O juiz Sérgio Moro, da 13ª Federal em Curitiba, aceitou nesta segunda-feira (19) denúncia do Ministério Público Federal (MPF) contra o empreiteiro Marcelo Odebrecht e mais cinco investigados na Operação Lava Jato, entre eles os ex-diretores da Petrobras Renato Duque e Pedro Barusco. Na mesma decisão, o juiz decretou nova prisão preventiva de Odebrecht, que já está preso em Curitiba desde junho.

De acordo com a denúncia apresentada pelo MPF, Marcelo está envolvido diretamente no esquema de pagamento de propina a ex-dirigentes da Petrobras e atuava orientando as atividades dos demais acusados ligados à empreiteira, como os executivos Rogério Araújo, Márcio Faria de Sá e Cesar Rocha, que também se tornam réus com a decisão de Moro.
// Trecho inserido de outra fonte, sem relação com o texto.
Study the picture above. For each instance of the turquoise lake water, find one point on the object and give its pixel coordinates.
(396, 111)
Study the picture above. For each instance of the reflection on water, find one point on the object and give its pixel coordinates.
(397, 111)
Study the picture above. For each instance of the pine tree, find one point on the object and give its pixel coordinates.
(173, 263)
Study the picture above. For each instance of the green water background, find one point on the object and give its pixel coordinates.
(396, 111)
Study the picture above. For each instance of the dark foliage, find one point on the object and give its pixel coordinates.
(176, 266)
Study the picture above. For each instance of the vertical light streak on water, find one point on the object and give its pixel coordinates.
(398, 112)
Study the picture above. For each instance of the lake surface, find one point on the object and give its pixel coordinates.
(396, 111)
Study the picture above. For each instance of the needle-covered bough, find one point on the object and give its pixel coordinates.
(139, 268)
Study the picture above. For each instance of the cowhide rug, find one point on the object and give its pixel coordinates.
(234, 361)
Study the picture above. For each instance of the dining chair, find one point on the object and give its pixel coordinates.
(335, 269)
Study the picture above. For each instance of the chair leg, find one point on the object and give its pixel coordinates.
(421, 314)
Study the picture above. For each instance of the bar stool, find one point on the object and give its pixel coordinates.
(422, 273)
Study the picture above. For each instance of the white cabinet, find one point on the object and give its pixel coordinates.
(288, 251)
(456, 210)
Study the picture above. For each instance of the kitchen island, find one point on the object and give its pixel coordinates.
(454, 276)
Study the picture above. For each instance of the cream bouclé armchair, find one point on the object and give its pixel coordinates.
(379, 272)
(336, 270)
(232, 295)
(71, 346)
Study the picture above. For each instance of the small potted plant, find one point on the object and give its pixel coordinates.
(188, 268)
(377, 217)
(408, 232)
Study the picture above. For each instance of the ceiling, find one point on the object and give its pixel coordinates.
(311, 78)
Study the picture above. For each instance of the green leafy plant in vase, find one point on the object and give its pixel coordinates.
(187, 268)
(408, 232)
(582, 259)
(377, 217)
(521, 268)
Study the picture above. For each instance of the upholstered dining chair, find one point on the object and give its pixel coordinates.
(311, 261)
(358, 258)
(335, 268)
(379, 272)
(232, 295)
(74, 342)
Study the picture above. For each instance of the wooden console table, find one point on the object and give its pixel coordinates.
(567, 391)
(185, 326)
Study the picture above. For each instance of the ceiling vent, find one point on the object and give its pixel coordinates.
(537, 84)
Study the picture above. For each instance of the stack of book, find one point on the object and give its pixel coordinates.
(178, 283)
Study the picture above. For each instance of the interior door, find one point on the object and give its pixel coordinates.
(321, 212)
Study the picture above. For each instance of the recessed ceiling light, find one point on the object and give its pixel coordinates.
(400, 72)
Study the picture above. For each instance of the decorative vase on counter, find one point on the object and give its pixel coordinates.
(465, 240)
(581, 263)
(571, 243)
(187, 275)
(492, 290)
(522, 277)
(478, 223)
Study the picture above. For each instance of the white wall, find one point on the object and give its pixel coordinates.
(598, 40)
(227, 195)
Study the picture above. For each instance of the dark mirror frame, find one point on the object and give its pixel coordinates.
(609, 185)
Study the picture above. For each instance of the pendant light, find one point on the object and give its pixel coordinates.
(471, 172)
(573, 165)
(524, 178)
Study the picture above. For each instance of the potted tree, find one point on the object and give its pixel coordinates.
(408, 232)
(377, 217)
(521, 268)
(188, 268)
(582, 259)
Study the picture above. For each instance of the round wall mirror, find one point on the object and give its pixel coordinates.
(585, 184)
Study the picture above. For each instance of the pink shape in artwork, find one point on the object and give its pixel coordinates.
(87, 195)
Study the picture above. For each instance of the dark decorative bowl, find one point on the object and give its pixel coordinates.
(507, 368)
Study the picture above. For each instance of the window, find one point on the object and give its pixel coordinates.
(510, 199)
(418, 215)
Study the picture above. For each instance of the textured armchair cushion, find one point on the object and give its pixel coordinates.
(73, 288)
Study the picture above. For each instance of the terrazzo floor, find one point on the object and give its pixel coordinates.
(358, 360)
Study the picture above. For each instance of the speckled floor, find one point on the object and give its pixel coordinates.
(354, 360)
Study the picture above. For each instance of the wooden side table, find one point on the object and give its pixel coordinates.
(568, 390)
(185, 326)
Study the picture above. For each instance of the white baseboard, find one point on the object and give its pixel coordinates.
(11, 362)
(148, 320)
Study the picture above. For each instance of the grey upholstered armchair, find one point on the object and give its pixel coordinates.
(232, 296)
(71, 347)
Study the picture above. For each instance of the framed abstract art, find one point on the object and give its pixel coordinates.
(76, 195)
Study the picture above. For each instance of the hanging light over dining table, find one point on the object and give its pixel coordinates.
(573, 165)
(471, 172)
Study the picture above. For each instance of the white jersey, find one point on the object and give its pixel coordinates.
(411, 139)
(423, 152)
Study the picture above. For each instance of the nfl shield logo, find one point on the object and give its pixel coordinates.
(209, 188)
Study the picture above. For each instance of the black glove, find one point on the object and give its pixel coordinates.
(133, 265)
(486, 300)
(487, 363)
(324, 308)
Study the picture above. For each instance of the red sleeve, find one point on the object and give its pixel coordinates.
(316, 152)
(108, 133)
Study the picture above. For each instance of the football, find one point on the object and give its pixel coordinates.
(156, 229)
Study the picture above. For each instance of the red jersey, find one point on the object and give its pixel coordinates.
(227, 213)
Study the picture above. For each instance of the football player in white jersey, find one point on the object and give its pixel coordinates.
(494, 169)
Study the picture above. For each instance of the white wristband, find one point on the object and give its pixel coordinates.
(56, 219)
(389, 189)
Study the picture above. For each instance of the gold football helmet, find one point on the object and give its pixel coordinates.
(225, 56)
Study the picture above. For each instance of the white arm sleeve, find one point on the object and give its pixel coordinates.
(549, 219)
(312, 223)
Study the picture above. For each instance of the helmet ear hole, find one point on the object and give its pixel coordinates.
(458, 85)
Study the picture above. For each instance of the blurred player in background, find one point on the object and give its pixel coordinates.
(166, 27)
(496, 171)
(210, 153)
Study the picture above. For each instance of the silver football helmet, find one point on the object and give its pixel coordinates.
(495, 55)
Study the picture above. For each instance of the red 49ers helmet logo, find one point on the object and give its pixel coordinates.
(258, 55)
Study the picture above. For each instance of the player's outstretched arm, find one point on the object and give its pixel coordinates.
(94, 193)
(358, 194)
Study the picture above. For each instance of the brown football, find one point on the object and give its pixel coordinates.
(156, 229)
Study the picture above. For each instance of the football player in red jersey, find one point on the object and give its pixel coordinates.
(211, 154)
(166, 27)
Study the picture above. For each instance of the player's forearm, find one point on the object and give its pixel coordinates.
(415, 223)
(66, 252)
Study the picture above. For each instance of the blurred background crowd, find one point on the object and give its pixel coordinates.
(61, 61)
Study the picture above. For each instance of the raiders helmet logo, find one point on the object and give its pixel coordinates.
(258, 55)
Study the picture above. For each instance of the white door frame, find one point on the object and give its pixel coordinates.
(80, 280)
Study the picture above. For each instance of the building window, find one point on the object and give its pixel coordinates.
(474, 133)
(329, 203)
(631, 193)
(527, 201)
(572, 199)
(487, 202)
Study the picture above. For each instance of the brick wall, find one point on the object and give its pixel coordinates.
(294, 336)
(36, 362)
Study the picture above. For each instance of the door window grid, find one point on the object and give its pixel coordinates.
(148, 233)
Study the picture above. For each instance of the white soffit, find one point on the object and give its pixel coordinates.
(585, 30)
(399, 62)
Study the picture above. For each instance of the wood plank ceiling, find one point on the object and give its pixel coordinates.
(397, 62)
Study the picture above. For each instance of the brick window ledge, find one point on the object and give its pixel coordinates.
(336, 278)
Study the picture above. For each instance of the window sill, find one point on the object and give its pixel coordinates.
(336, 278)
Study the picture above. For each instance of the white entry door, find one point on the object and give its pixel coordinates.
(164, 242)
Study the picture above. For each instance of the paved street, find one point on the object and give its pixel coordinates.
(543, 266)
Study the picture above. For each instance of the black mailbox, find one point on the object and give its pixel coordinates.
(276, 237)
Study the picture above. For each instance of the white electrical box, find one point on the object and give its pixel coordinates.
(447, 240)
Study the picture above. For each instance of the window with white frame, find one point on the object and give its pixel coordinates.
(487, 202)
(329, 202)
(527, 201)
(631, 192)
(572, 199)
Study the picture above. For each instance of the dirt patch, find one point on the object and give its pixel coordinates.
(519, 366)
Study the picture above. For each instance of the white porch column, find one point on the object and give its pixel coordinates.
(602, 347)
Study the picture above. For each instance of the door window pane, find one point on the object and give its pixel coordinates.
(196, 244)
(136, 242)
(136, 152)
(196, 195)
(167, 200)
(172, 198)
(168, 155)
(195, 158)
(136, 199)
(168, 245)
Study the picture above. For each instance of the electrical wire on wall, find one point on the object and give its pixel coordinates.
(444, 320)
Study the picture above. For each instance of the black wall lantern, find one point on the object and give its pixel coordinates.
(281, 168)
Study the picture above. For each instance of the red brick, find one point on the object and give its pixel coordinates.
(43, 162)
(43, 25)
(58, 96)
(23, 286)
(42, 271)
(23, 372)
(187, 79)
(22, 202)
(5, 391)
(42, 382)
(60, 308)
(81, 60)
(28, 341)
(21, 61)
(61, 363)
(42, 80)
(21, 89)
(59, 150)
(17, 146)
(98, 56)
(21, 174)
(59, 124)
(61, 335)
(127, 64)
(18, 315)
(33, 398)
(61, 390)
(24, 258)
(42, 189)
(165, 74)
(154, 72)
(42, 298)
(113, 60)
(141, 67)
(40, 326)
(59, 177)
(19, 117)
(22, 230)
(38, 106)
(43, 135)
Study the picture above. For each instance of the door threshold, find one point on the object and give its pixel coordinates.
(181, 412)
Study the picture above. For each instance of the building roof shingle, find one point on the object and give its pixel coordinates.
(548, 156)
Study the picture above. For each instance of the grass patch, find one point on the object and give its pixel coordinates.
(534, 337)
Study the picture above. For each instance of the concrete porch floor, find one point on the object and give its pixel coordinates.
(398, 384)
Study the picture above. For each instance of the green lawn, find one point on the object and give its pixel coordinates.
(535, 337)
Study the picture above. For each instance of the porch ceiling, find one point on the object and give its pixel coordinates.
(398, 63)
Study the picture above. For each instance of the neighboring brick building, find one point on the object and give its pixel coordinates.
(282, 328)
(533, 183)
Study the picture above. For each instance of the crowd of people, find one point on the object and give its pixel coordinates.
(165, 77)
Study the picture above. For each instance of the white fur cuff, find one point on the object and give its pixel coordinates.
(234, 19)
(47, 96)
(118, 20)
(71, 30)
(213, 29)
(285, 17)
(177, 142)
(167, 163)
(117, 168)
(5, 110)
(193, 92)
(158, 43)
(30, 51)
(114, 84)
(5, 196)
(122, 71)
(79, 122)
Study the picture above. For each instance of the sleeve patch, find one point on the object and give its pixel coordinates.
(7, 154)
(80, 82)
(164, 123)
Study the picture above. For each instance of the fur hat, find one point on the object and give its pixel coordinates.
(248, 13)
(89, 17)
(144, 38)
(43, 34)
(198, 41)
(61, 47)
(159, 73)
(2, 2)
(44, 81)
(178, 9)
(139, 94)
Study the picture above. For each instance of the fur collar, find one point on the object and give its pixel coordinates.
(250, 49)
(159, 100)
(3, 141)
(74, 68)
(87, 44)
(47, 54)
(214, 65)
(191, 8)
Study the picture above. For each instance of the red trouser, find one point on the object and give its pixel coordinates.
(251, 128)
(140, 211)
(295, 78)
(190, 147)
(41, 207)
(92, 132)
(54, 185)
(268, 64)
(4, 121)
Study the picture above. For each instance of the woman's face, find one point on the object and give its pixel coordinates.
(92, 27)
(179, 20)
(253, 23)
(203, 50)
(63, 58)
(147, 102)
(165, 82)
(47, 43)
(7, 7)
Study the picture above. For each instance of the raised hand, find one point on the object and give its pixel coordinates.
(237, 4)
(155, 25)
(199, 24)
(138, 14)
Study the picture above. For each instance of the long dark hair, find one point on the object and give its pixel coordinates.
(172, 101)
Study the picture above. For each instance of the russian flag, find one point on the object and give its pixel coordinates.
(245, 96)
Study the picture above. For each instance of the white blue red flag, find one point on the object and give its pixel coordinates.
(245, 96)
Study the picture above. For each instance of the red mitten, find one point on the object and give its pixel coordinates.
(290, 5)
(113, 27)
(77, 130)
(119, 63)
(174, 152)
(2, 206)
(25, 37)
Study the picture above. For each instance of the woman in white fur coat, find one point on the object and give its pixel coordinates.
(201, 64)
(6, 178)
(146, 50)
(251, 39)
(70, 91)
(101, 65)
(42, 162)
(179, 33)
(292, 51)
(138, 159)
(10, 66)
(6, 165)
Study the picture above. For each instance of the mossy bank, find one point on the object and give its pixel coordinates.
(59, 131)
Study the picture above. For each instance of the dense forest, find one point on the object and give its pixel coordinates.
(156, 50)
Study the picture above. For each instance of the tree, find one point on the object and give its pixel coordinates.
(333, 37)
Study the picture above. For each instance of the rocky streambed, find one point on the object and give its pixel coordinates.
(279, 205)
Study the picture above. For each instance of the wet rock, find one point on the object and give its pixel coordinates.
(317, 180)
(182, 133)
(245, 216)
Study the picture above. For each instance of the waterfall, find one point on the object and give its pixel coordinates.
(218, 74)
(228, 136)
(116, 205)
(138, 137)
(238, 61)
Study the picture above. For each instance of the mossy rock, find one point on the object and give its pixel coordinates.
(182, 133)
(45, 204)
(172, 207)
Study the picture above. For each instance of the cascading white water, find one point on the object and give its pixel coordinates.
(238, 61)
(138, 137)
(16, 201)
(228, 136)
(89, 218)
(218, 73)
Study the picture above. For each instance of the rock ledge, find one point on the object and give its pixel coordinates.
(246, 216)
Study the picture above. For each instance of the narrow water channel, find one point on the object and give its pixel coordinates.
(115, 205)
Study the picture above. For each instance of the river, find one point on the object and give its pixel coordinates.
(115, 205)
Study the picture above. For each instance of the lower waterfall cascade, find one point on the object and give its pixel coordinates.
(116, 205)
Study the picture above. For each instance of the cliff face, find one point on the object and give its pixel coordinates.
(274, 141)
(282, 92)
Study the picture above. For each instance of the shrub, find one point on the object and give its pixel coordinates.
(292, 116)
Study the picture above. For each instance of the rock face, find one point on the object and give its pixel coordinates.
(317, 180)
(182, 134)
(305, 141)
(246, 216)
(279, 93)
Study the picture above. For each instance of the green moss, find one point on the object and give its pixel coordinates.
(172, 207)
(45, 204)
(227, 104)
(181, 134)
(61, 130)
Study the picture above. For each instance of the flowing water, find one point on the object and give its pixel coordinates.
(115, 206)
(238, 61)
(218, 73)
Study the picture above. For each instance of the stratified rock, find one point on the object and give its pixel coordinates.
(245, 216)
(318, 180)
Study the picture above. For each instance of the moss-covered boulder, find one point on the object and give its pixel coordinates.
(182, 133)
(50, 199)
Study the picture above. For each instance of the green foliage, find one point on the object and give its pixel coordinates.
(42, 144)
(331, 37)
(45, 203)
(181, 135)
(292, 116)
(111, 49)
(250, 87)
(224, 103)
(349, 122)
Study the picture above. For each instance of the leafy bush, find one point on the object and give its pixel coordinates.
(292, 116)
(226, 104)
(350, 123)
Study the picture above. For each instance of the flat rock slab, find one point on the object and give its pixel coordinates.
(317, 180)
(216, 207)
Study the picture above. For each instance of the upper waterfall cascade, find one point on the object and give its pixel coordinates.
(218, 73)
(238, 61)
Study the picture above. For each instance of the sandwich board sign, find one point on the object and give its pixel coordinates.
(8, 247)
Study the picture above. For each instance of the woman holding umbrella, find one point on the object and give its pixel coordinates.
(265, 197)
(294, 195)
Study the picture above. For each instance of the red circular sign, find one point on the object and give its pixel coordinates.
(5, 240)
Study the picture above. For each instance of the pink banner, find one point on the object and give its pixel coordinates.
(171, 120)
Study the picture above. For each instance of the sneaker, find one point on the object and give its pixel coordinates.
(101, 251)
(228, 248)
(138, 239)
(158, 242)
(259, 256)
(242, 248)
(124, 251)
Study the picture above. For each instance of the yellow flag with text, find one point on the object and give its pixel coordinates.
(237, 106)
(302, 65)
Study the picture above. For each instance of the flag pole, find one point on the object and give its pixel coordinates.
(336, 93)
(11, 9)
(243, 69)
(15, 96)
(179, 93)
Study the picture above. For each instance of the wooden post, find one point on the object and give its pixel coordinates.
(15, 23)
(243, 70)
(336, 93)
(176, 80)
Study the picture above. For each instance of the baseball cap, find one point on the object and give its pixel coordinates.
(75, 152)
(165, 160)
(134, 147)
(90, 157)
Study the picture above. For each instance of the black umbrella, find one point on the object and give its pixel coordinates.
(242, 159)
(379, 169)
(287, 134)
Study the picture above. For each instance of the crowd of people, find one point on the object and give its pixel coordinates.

Para abrir a ação penal, Moro considerou significativo documentos da Suíça, apresentados pela acusação, que demonstram a movimentação de contas da Odebrecht para ex-dirigentes da estatal. Em julho, Moro aceitou outra denúncia contra Marcelo Odebrecht e executivos ligados à empreiteira.

Sobre a decretação da nova prisão de Odebrecht e dos executivos da empresa, Moro afirmou que eles devem continuar presos por oferecerem riscos as investigações. “O risco à investigação e à instrução decorre de condutas subreptícias, destruição e interferência na colheita das provas, assim como o risco à aplicação da lei penal, dissipação de ativos com remessas ao exterior e movimentação no exterior de ativos criminosos. Não há como controlar essas condutas com medidas alternativas.”